Caselaws

Conflit du travail (Beer Sheva) 26516-06-22 Reuven Moshe Sasson – Dossier financier – Upper Cloth Massuot Yitzhak Ltd. - part 6

avril 2, 2025
Impression

Les arguments des parties

  1. Selon le demandeur, il y avait des failles dans le processus d'audience. Puisqu'il s'agit d'un employé handicapé, le défendeur aurait dû faire preuve de plus de prudence en le licenciant et insister pour lui offrir un poste approprié correspondant à ses limitations.
  2. Selon le défendeur, le demandeur a été convoqué à la première audience et les preuves indiquent qu'à la fin de la journée, il a reçu ce qu'il voulait et a été affecté aux équipes du matin. Lors de la deuxième audience, au moins deux alternatives ont été examinées, et le demandeur a refusé d'en adopter une.  Le demandeur cherchait à créer un poste incompatible avec l'environnement de travail du défendeur, et en tout cas le poste était un effort que le demandeur ne pouvait supporter en raison de ses limitations et des recommandations du médecin du travail.

Le cadre normatif

  1. Le but de l'obligation d'entendre est de permettre à l'employé de faire valoir ses arguments avant de prendre une décision fatidique concernant la poursuite de son emploi (Appel du travail (National) 269/06 Larisa Lomelsky - Commune de Bat Yam [Nevo] (rendu le 15 mai 2007).

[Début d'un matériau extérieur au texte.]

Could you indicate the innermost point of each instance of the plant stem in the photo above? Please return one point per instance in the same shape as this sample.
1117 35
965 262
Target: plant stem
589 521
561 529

En ce qui concerne l'obligation d'entendre, il a été jugé que :

« ...  La question de savoir si l'obligation d'entendre est remplie dans un cas ou l'autre découle de ses propres circonstances.  Ce n'est pas comme un cas où la base factuelle ou autre du rejet est étendue dans une affaire simple.  De plus, chaque 'défaut' de l'audience ne justifie pas nécessairement l'attribution d'une indemnisation - chaque affaire doit être examinée dans ses propres circonstances » (Appel du travail 554/09 Sabra Iron Supply and Marketing of Metal in a Tax Appeal - Shamir, publié dans Nevo, 13 janvier 2011). 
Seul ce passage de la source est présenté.